Thanks for the reply Stux. It's not actually holding a head, it just foams up on pouring then dissipates pretty quickly.
It looks like I have over carbonated it. I just opened the keg and scooped out a small sample and it was way too bubbly!
I'll have to let it go flat for a while, then hopefully it will pour properly and retain the CO2 in the cider, rather than having it all escape through the foaming.


----------



## Wimmig (28/2/11)

Crakkers said:


> Thanks for the reply Stux. It's not actually holding a head, it just foams up on pouring then dissipates pretty quickly.
> It looks like I have over carbonated it. I just opened the keg and scooped out a small sample and it was way too bubbly!
> I'll have to let it go flat for a while, then hopefully it will pour properly and retain the CO2 in the cider, rather than having it all escape through the foaming.

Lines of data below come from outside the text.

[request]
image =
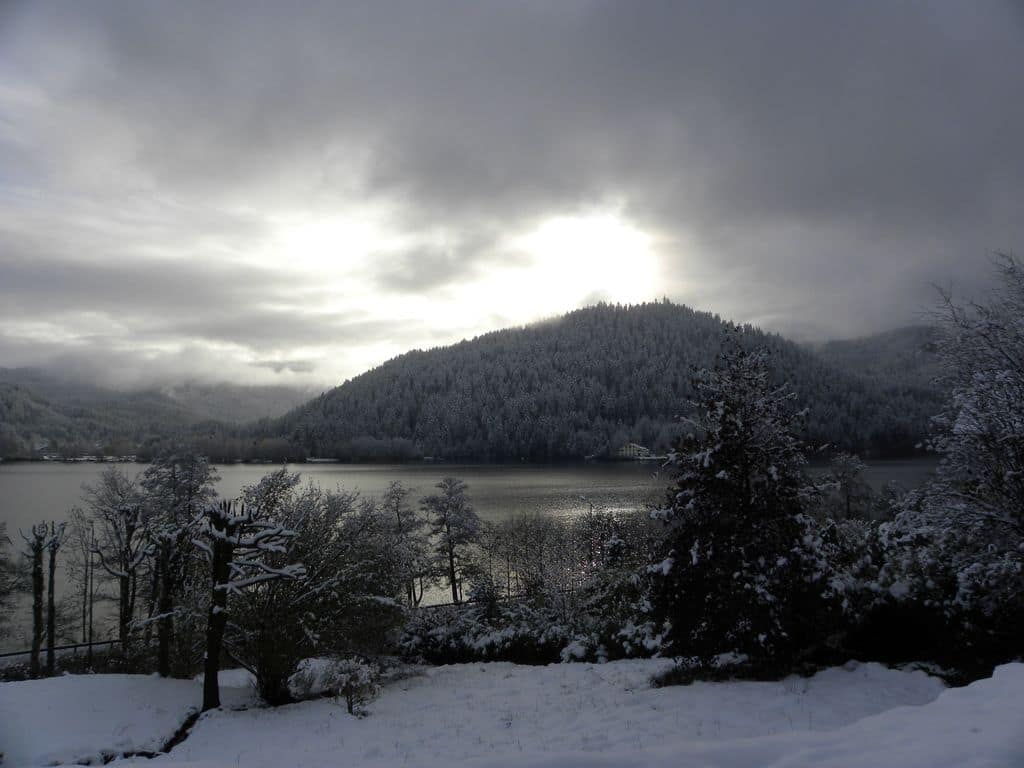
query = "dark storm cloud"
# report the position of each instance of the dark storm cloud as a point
(809, 166)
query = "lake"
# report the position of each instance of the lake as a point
(35, 492)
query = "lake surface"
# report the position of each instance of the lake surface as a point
(34, 492)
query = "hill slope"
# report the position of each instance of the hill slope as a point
(43, 411)
(904, 354)
(581, 385)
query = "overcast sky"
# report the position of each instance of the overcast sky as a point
(293, 193)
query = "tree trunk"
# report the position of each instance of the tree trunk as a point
(124, 614)
(216, 622)
(452, 576)
(165, 626)
(51, 619)
(92, 594)
(37, 605)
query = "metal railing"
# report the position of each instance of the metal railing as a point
(70, 646)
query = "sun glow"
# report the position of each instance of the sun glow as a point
(580, 259)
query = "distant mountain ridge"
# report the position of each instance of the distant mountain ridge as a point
(579, 385)
(43, 411)
(585, 384)
(903, 353)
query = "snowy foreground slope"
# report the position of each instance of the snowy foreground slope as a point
(565, 716)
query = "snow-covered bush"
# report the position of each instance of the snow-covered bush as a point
(346, 601)
(346, 679)
(548, 590)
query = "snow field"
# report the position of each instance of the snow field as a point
(88, 718)
(561, 716)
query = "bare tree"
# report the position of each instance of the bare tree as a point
(176, 485)
(8, 578)
(35, 544)
(53, 543)
(455, 525)
(121, 543)
(411, 541)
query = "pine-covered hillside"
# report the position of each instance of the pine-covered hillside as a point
(904, 354)
(42, 411)
(581, 385)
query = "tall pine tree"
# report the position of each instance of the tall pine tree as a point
(739, 576)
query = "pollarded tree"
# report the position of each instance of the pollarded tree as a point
(176, 485)
(345, 603)
(455, 526)
(121, 544)
(846, 473)
(241, 543)
(739, 576)
(56, 538)
(8, 579)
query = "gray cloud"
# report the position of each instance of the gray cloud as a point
(811, 167)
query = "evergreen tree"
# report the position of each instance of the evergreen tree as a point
(8, 580)
(738, 576)
(455, 526)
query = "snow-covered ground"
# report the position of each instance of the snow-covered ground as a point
(559, 716)
(89, 718)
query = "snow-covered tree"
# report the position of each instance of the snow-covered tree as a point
(114, 504)
(846, 472)
(739, 574)
(411, 541)
(346, 602)
(958, 541)
(455, 526)
(240, 542)
(8, 578)
(35, 546)
(176, 485)
(53, 542)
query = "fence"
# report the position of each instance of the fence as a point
(70, 646)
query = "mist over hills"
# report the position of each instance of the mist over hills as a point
(591, 381)
(44, 411)
(580, 385)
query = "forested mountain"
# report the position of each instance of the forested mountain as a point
(904, 354)
(44, 412)
(584, 384)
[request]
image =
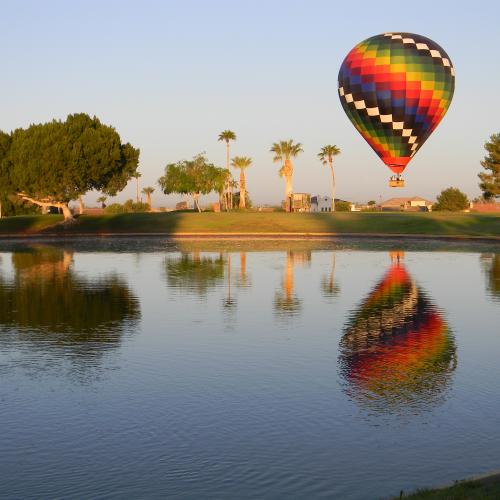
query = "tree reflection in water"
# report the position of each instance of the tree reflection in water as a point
(397, 352)
(194, 273)
(48, 304)
(329, 287)
(491, 266)
(286, 302)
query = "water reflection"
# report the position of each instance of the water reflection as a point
(194, 273)
(491, 266)
(286, 301)
(48, 303)
(328, 285)
(397, 352)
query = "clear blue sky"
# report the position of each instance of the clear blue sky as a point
(170, 75)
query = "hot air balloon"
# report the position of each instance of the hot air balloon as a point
(395, 88)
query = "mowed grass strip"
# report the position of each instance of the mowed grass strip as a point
(446, 224)
(26, 224)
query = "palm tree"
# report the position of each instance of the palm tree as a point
(326, 156)
(284, 151)
(136, 176)
(148, 191)
(102, 201)
(242, 162)
(227, 136)
(81, 205)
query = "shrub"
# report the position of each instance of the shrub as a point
(129, 206)
(452, 200)
(342, 206)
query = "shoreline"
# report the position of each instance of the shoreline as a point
(489, 480)
(247, 236)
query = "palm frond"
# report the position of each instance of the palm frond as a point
(227, 135)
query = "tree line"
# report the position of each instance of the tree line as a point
(50, 164)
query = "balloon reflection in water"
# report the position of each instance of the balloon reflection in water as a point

What method of keg carbonation did you use? I don't see cider being as easily saturated with CO2 as say, beer. I've found a few issues in the past with correct carbonation and CO2 saturation. Most of these have been solved with the less is more attitude and a tap with a restrictor device on it.


----------



## fat matt (1/3/11)

Try filtering it first, so it doesnt keep fermenting in the keg. I have the same problem if I dont drink it for a while. Real big bubbles and alot of crap. I vent the keg and it is good to go in about 15 minutes


----------



## Crakkers (1/3/11)

I used the same keg carbonation method that I've used successfully with my beer for the last 18 years. That is to say it goes in the keg at fermentation temperature, the keg is then put in the fridge and the gas connected at 400kpa. roughly 36 hours later, the beer is cold and carbonated - no rolling or shaking the keg, it just sits in the fridge. I did this with the cider but left it for 48 hours before testing. Maybe the CO2 is absorbed more rapidly because of the lower S.G. of the cider compared with beer???
As for filtering, I used a packet of Still Spirits Turbo Clear to settle out most of the yeast. That, combined with the temperature in the fridge should mean there's no more fermentation going on. I've been releasing to pressure and taking the lid off for short spells to drop the carbonation level and that seems to be slowly working.
Who knows, I might even get a decent glassful before the keg's empty!


----------



## katzke (2/3/11)

Never done it so just a guess.

I would suspect that cider is more like water then beer. That said you could try beer pressure and see if it has enough fizz for you. If you feel you need more fizz then you will need more pressure and longer serving line to balance it out.

My soda line is about 5 meters long.


----------